Align DHd XML with dh-abstracts XML submission requirements

scottbot commented 3 years ago

@PatrickHelling / @nubuker has uploaded DHd abstracts to github (https://github.com/DHd-Verband), using dhconvalidator, but they don't quite align with our XML schema for upload.

Since I moved jobs I'm no longer @mdlincoln's supervisor and can't put him to the task, and I certainly have no control over work Patrick or Harald does, but perhaps we can work together to align the formats? Feels like this could be an easy win, but I don't know enough XML/XSLT to get the job done. If nobody here has time, perhaps we can loop in another volunteer? Once the formats are aligned, I can do all the import, unique identity reconciliation for authors/institutions already existing in our database, etc.

cc @quinnanya, @nickoal, @ariddell, & @christofs just to keep everyone in the loop

Linking to other GH issue for additional context: #540 (XML format discussion) & #549 (XML samples documenting data submission requirements)

mdlincoln commented 3 years ago

I'd be eager to help get things aligned (albeit with the very limited time I have for non-DAMS migration work right now at CMU 😱)

@PatrickHelling @nubuker take a look at the draft XSD files in #549 - the most important addition compared to the dhconvalidator schema is the more strict structure required for expressing author institutions/affiliations.

PatrickHelling commented 3 years ago

@scottbot / @mdlincoln thank you very much for mentioning this.
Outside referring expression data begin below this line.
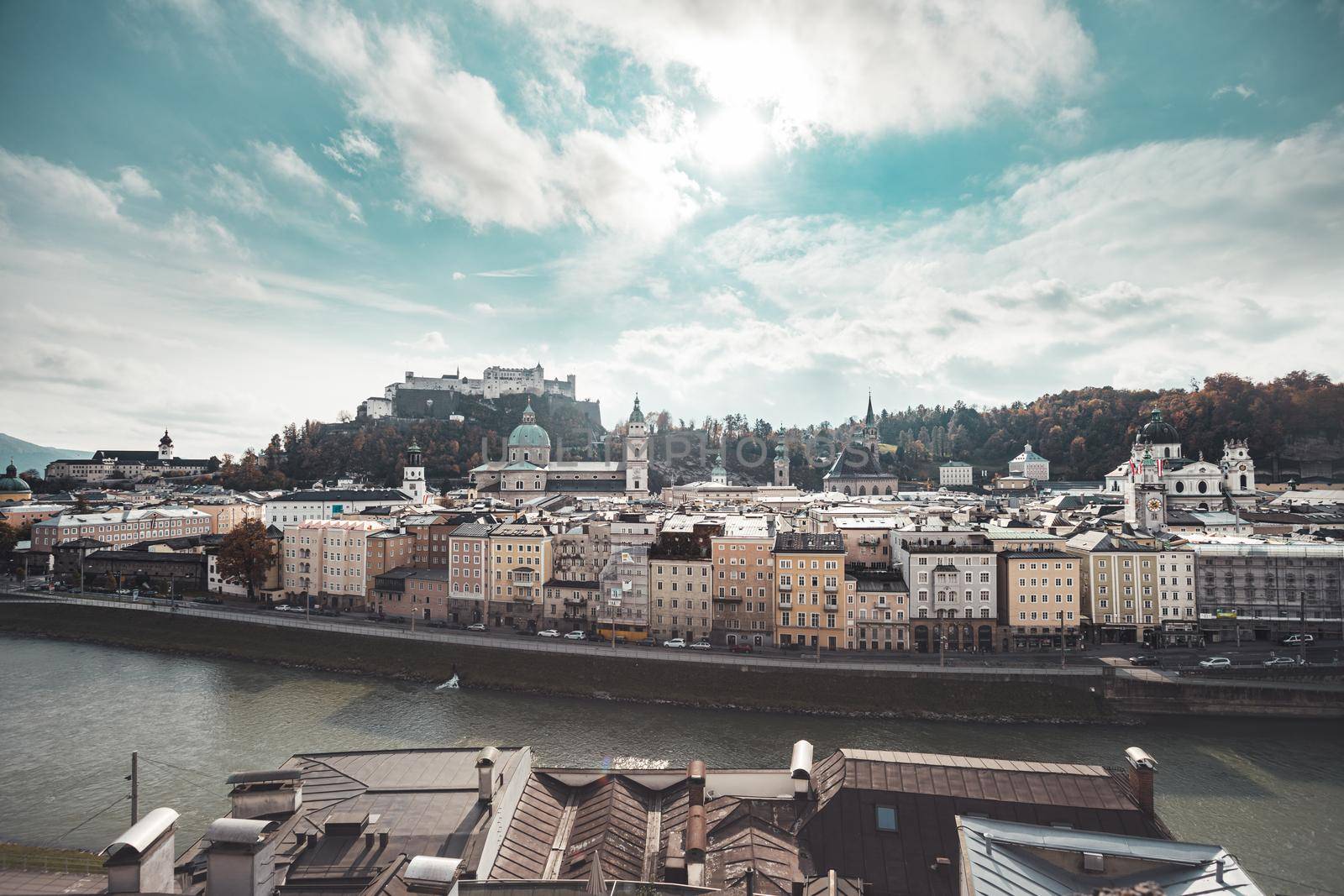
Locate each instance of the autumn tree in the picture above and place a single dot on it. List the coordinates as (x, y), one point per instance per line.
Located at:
(246, 553)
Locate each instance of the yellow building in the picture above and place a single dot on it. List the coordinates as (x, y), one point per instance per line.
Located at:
(521, 564)
(810, 579)
(1039, 600)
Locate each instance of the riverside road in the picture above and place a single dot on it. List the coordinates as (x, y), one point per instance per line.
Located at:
(1088, 663)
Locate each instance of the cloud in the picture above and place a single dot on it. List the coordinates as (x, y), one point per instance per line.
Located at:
(1241, 90)
(432, 342)
(1142, 266)
(239, 192)
(851, 67)
(353, 150)
(134, 183)
(58, 190)
(286, 163)
(467, 156)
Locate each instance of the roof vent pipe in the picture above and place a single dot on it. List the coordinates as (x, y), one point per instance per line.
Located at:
(1142, 770)
(696, 782)
(800, 768)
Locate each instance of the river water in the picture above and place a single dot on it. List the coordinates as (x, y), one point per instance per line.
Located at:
(71, 714)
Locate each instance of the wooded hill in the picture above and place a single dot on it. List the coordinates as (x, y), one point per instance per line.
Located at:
(1085, 432)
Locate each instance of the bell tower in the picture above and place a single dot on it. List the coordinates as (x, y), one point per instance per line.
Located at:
(781, 464)
(1147, 500)
(638, 454)
(413, 474)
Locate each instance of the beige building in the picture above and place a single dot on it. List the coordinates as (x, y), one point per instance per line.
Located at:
(1119, 595)
(877, 610)
(743, 580)
(521, 563)
(682, 584)
(810, 579)
(228, 515)
(1039, 600)
(327, 559)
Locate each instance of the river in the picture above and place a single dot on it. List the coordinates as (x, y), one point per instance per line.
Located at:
(1270, 792)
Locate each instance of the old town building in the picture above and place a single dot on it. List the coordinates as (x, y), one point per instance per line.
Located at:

I wanted to get in touch with you myself after our workshop at the vDHd conference in March (https://vdhd2021.hypotheses.org/): indeed, shortly after we published 917 conference papers of all DHd conferences (2014-2020) on zenodo as individual publications (https://zenodo.org/communities/dhd/?page=1&size=20). In addition, we have now published the XML-files, PDF-files, metadata-files and publication lists as you have seen on GH.

It would be really great if we could add the abstracts to your Index of Digital Humanities Conferences. I’ve had a look at #549 and on that basis we are now working on the harmonization of the XML-files. However, for two conferences (2014 and 2015) there are no XML-files. Maybe a revisioned version of the metadata-files (as seen in the GH-repositories) could help one index these abstracts as well?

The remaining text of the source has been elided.